# Odd methode produced brown powder, powder will not melt?



## ameturerefiner (Mar 18, 2013)

I want to start by saying i know i do not have a torch hot enough to melt anything over lead(by mp). But here is my question.
In another forum under chemistry I explained several experiments that i had done which yielded no gold. But two did yield something. 

In this case the solution was treated first with smb to no avail. Then NaOH was added to adjust PH, I had done this once before using oxalic acid both yielded a brown powder. I dried this out and hit it with the torch, I know NaOH has a MP of 604 degrees F. A Map gas torch should easily melt this, So i know it is not Lye. In fact no chemical present has a melting point over 650 degrees, So this must be at least some type of metal. Not only that but no fumes where released, if you burn a sulphide or chloride you will smell it. No gases came off this powder. So it must be elemental. Could this be gold?

I will continue my work, exposing it to various acids, To see what if any action results other then AR. But i would really like to hear back from a more experienced refiner. Thank you


----------



## NobleMetalWorks (Mar 19, 2013)

Do not subject your material to any acids, you don't put things into acids that you are not sure what their composition is.

You are all over the board, you are trying all kinds of things that you are not sure what their reactions will be. You need to stop what you are doing and read before attempting anything further. These are serious and potentially harmful reactions you are playing with. I posted on your other thread, please read it before you continue, and possibly seriously harm yourself or others or worse.

http://www.goldrefiningforum.com/phpBB3/viewtopic.php?f=37&t=17683

Scott


----------



## butcher (Mar 19, 2013)

ameturerefiner,
I agree with the answer you have been given, you need to study more to get a background understanding, and before you hurt yourself, or someone else.

To try and give you some kind of answer to the question here, when you put NaOH into a solution of dissolved metal acidic solution, you lower pH, most all of the metals in solutions as dissolved salts of metals will precipitate out of solution, this forms oxides or hydroxides of those metals, the neutral solution also becomes a salt of the acid previously used, this salt could also precipitate or need to be washed from the metal oxides, when you try to melt these metal oxides you may or may not be able to form metals again from them, some base metals may just oxidize under the torch and some burn up in smoke as deadly fumes, these base metal oxides may need a flux to melt them with, a reducing flux that changes the chemistry of the melt, taking oxygen from the metals and the torch flame to reduce the metal back to metals, also if you still have salts in these metals (even table salt NaCl, formed from the chloride acid and your NaOH) the gold with this salt, your gold would be oxidized as you tried to melt it and you would just burn your gold off in the smoke, silver will do the same with chlorides in a melt, my guess is you do have some metal oxide in that lump you tried to melt, but you also created a lot of toxic gases when you tried to melt it, and who knows you may have just burned off any gold in that lump of metal oxide.

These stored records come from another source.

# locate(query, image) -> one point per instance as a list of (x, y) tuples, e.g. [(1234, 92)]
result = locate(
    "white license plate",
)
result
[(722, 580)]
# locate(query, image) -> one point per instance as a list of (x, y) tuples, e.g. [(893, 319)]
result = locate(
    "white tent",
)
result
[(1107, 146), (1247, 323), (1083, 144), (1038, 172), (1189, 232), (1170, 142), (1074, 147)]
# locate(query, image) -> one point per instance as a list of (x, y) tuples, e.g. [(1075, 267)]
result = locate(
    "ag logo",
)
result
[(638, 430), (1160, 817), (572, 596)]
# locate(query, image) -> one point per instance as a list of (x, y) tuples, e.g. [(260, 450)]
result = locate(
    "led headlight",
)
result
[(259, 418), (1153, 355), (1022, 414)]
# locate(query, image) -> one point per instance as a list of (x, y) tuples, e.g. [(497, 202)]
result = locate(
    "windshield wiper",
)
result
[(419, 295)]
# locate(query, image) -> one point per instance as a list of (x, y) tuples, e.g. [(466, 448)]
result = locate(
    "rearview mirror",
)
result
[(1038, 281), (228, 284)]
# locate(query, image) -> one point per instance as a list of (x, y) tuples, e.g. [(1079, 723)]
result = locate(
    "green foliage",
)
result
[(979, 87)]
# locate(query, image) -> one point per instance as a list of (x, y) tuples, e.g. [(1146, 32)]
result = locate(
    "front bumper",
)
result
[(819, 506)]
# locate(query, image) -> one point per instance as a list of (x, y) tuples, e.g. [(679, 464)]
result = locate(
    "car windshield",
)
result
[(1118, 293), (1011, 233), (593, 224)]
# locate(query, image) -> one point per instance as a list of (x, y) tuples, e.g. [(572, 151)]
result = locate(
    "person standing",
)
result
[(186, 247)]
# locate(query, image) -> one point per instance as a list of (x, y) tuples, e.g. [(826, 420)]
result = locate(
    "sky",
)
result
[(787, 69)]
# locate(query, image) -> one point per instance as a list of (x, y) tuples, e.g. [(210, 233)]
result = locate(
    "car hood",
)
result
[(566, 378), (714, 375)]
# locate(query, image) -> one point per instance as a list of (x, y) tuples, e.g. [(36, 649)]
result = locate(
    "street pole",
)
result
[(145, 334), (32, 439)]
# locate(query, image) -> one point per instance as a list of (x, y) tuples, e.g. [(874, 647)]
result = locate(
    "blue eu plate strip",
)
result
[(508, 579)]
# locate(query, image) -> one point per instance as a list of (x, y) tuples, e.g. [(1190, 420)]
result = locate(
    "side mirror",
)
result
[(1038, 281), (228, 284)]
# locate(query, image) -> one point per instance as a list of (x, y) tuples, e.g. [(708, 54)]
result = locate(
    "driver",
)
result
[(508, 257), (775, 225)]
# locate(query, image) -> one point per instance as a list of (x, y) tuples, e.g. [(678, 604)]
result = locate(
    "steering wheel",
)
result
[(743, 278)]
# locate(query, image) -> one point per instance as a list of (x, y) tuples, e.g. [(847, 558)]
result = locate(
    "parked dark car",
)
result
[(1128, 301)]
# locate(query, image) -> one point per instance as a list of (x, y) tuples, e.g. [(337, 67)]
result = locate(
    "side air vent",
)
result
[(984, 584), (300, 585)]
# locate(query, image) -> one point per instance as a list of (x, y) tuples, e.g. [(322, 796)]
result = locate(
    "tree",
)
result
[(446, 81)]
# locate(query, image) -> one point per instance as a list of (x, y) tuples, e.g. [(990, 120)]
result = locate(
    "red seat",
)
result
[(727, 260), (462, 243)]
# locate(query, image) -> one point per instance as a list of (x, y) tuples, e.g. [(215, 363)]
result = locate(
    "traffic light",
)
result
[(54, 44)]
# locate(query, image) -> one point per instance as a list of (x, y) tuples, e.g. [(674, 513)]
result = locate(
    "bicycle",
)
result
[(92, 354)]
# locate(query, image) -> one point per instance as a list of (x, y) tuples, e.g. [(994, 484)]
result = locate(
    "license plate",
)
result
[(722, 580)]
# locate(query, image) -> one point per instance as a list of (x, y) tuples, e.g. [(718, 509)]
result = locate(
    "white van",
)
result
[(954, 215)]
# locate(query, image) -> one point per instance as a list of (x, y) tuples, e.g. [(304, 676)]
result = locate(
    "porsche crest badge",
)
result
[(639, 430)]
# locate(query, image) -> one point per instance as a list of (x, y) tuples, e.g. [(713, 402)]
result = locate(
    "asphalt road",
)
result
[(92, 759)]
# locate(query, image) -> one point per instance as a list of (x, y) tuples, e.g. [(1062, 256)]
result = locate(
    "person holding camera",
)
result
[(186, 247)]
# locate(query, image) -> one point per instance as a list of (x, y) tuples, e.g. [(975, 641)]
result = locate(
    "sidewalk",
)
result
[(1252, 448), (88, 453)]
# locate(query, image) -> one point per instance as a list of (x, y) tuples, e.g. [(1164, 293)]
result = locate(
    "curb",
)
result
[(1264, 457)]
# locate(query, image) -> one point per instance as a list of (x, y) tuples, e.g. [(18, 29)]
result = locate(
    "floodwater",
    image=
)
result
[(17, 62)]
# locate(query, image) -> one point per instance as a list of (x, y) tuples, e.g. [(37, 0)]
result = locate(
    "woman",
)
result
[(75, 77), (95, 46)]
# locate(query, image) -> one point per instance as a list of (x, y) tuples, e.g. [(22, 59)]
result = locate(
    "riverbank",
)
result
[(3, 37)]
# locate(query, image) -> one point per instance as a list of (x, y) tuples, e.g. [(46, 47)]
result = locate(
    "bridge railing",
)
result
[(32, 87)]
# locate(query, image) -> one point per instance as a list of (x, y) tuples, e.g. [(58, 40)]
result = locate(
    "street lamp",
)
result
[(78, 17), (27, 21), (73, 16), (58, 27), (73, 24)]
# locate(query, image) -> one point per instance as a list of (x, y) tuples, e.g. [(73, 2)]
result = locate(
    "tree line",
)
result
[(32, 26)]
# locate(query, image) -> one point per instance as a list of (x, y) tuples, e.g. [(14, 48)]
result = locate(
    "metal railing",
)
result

The things you are trying, you need some background understanding before trying them, you need some study to understand what you are doing, otherwise all I see you doing is running around like a chicken with its head cut off trying things and getting no where. not really knowing where it is going.

You keep trying things you really do not understand yet and asking questions, questions that are very hard to answer, questions like if I through everything I find in a pot and cook it, then dump it out and salt it what have I made?
You need to back up slow down and relax, begin at the beginning, with the books, learn first before just throwing every thing in the pot, and hoping something good comes out of it.

You can learn this, it really is not hard if you do it in the proper way, but the way you are going about it, you really are not learning anything, except how to waste your time and loose your gold.

stop wasting your time, stop wasting our time, spend your time studying, spend your time with your nose in Hokes book, and reading the forum, if you continue to refuse to do that, and keep trying stupid things asking stupid questions, and wasting our time here on the forum maybe then it would be better for you, and us, if you were not here on this forum where people who wish to learn study, where people here have told you many times how to learn but you refuse to listen thinking yourself more clever, and continue to do dangerous experiments, if this is how you wish to proceed, then you may just be better off learning on some other forum where people just throw everything in a pot and hope something good comes out.
Put up your acids, but your solutions in a bucket with a bar of copper in a safe place, get out Hokes book and study, stop asking stupid questions wasting our time trying to help you if you will not listen to what we say.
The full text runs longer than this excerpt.